Weekly Brief: GM Bets Big on EV Revolution

General Motors will invest $27Bn in electric vehicles by 2025, CEO Mary Barra announced last week.

The carmaker will use that investment to rapidly expand its EV offerings in the coming years. Barra said that her company will introduce EVs at every price point, from high-volume entries below $35,000 to luxury vehicles like the $80,000, 1,000-horsepower GMC Hummer EV due out in 2022.

GM plans to bring 30 new EVs to market in total by 2025 and will hire 3,000 employees with expertise in software and coding by early 2021 to make this possible. With its investment, GM has cruised past a critical inflection point. It now will invest more in EVs than in gasoline and diesel vehicles. That’s a first in the carmaker’s history. The only other major American carmaker that can claim that is Tesla.

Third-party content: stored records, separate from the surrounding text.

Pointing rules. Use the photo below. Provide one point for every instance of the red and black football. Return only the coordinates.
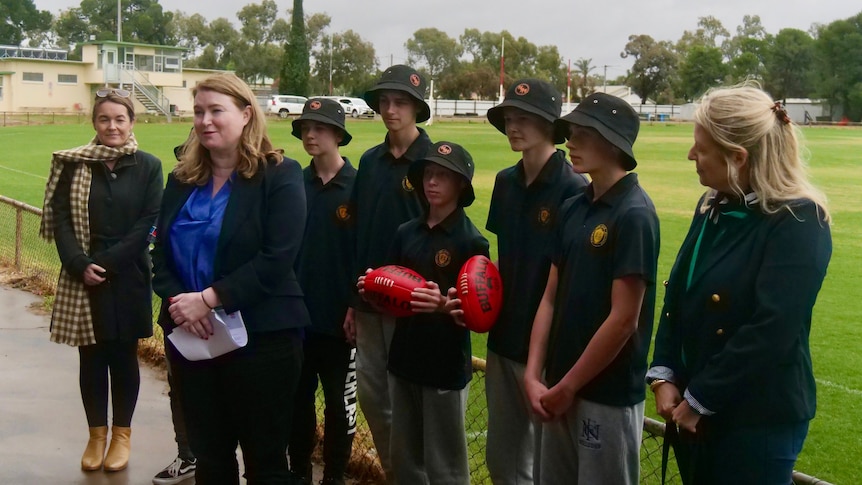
(389, 287)
(481, 292)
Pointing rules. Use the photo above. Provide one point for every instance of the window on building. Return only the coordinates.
(35, 77)
(172, 64)
(144, 63)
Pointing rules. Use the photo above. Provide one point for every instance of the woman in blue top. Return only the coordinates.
(229, 230)
(732, 365)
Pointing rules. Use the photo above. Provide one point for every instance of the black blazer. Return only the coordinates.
(260, 238)
(737, 339)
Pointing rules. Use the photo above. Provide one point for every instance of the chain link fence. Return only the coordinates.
(36, 267)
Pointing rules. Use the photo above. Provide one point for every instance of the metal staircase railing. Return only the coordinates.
(146, 92)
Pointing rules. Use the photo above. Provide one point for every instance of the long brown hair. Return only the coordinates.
(255, 147)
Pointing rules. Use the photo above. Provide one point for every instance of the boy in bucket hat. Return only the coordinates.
(325, 272)
(587, 382)
(384, 198)
(524, 204)
(430, 356)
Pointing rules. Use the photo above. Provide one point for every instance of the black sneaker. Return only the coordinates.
(181, 469)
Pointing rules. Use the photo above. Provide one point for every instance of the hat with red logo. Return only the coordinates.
(400, 78)
(322, 110)
(614, 119)
(534, 96)
(448, 155)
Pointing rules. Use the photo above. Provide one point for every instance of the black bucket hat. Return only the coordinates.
(533, 96)
(400, 78)
(449, 155)
(326, 111)
(611, 116)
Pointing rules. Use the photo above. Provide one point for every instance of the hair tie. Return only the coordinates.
(780, 113)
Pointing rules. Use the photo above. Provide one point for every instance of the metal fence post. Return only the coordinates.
(19, 236)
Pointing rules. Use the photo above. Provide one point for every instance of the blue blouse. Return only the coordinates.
(195, 233)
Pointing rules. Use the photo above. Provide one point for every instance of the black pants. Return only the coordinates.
(334, 361)
(120, 359)
(243, 397)
(184, 451)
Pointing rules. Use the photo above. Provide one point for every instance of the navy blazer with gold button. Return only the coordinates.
(737, 337)
(260, 238)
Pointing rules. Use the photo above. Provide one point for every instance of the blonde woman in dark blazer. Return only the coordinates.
(230, 228)
(732, 366)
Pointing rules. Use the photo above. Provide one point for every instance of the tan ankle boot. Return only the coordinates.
(94, 455)
(118, 452)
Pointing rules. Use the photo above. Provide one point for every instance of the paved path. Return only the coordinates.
(43, 430)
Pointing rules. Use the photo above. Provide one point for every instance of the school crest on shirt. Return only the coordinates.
(590, 434)
(342, 212)
(544, 216)
(442, 258)
(406, 185)
(599, 236)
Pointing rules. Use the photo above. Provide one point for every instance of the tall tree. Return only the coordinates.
(354, 64)
(654, 66)
(707, 34)
(432, 49)
(142, 21)
(20, 19)
(790, 65)
(746, 51)
(701, 69)
(294, 74)
(584, 83)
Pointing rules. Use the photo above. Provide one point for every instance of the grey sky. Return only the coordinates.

Speaking of Tesla, GM clearly has its sights set on dethroning its rival by 2025 as the largest EV manufacturer in America. In 2019 Tesla sold 381,190 EVs, nearly twice as many as GM’s 211,587. It would be an impressive feat to make up that much ground in five years but Barra says her company is eager to become the leader in EV market share by 2025.

GM’s billions of investment is not without risk. When you look at the car market as a whole, EV market share grew by only 0.2% between March 2018 and March 2019, from a measly 1.6% of all vehicle sales in 2018 to an only slightly less measly 1.8% in 2019. GM sold nearly 2,887,046 vehicles in total in 2019, only 7% of total sales, yet it’s now investing more in those EVs than in gas or diesel.

Ever since 2016 GM has been determined to refashion itself as a mobility company of the future. That’s included its push toward EVs and into self-driving cars with the acquisition of Cruise. If the automotive future is autonomous and electric, GM wants to ride on the leading edge of that revolution, or better yet drive the change itself.

Last week the National Highway Transportation Safety Administration (NHTSA) announced that it’s ready to start the process of introducing federal self-driving car regulations. This is something that safety advocates and autonomous vehicle companies like Waymo and Cruise have advocated for years because it will help establish a framework for how AVs should operate in society and what standards they should be held to, which in turn could help foster greater public trust.

To be clear, NHTSA isn’t ready to unveil new regulations yet. Instead, as a first step, it’s asking the public to comment on framework principles. That’s like asking lawmakers to pontificate on health care or immigration. You’ll get lots of answers but that doesn’t mean you’re anywhere close to legislation. Still, it’s nice to hear NHTSA acknowledge that it’s time to stop applying old Federal Motor Vehicle Safety Standards to a whole new paradigm. Instead, a new governmental safety framework tailored to AVs and autonomous driving systems is required. Once we have one, it could expedite the AV revolution, which in turn could power the EV revolution, since most AVs are EVs as well. That is music to GM’s ears.